Let’s look at texting. Meticulous attention to grammar and spelling take second or third place in this type of communication. Furthermore, the nuances of body language, facial expressions and voice tone are really nonexistent. Texting is parallel to how cursive writing affected baby boomers. Yet “cursive” is pretty much an extinct practice among younger generations who primarily “write” via an electronic device.
Generally, most millennials who pursue a white collar job are well educated; however, their education differs from previous generations, again due to the proliferation of technology. In many ways their skills are different. How millennials learn is tied to their dependence on a device. Ask a 20-something executive to borrow a pen and paper to demonstrate a point and watch the look you get.
Common practices for baby boomers are nonexistent for millennials. Most 25- to 35-year-olds rarely visit a bank. They may use an ATM, but not often as they pay for everything via a debit card or some other transfer program. They take a picture on their phone to make a deposit. They think nothing of walking around without cash, even when traveling. Millennials rarely write thank-you notes; they text. They would never have a physical “planner” or address book. These are obvious differences between generations, but they have profound effects on human behavior as defined by older generations.

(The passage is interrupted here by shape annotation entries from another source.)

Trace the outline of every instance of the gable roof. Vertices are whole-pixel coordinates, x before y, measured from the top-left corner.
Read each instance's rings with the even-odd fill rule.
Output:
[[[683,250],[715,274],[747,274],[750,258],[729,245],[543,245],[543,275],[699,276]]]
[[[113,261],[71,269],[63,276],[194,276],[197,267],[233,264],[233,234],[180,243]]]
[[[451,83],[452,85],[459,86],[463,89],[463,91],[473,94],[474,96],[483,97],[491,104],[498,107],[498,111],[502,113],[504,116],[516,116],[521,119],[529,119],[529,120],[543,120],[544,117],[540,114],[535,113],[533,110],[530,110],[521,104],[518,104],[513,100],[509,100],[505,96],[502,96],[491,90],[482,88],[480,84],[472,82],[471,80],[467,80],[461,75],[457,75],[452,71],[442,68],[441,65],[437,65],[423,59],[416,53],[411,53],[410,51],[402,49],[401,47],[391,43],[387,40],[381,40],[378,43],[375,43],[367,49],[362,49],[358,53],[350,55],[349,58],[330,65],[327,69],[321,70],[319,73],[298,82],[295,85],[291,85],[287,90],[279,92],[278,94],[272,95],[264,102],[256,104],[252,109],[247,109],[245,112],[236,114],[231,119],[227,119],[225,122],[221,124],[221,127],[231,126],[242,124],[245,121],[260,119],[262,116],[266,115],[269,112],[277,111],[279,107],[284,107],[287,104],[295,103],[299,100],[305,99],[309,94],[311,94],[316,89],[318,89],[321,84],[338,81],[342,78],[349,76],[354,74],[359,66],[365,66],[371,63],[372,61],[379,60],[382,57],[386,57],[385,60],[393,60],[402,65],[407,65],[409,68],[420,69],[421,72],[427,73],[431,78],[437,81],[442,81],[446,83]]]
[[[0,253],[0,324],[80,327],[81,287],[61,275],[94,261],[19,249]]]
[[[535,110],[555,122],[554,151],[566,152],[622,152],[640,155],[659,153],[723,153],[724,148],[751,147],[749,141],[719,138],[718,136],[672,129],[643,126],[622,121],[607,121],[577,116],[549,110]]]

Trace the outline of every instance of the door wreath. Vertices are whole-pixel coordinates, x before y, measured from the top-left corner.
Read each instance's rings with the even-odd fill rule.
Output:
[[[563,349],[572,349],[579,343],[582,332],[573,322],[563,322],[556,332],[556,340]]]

How millennials look and interview for jobs illustrates this new reality even more clearly. Most baby boomers secured jobs through on-campus interviewing, phone screens, recruiter meetings, etc. The practice began and ended with a “live” human interaction. A Wall Street Journal article titled “Texting Might Help Land You a Job” explores the changing trends in recruitment. “People don’t want to have that 10-minute (phone) conversation any more if they could just reply with a quick text,” said Kirby Cuniffe, chief executive of staffing firm Aegis Worldwide, LLC.
More and more employers are turning to apps with interview questions such as “What motivates you?” and then software analyzes the responses.
Some 12 percent of millennials prefer the phone for business communication; by contrast, 45 percent prefer chatting online, or through email or text messages, according to the Wall Street Journal article. Unilever recently launched a program where it ditched resumes and traditional campus recruiting. The CPG company's new process relies on algorithms to sort and target young professional hires where they spend much of their time — their smartphones. The takeaway is that millennials respond to “interaction” differently than older generations.
Many industries are affected by these differences, however, the retail industry is particularly in flux. Most argue that some type of brick-and-mortar retail will continue to exist, but not in the way older generations recognize it. Malls are becoming museums, office space, etc. Big-box stores are “downsizing” or going out of business. Why? Because technology has changed the landscape. Even our 80-plus year-old parents buy things online now. There's no need for a record or CD. The smart television gives you any choice in viewership. These are benefits for baby boomers who adapt. For millennials, this has been their reality. In fact, most don’t even own or watch content on a TV. The retail space has profoundly been affected by technology and the millennial customer — and it won't get any less challenging any time soon.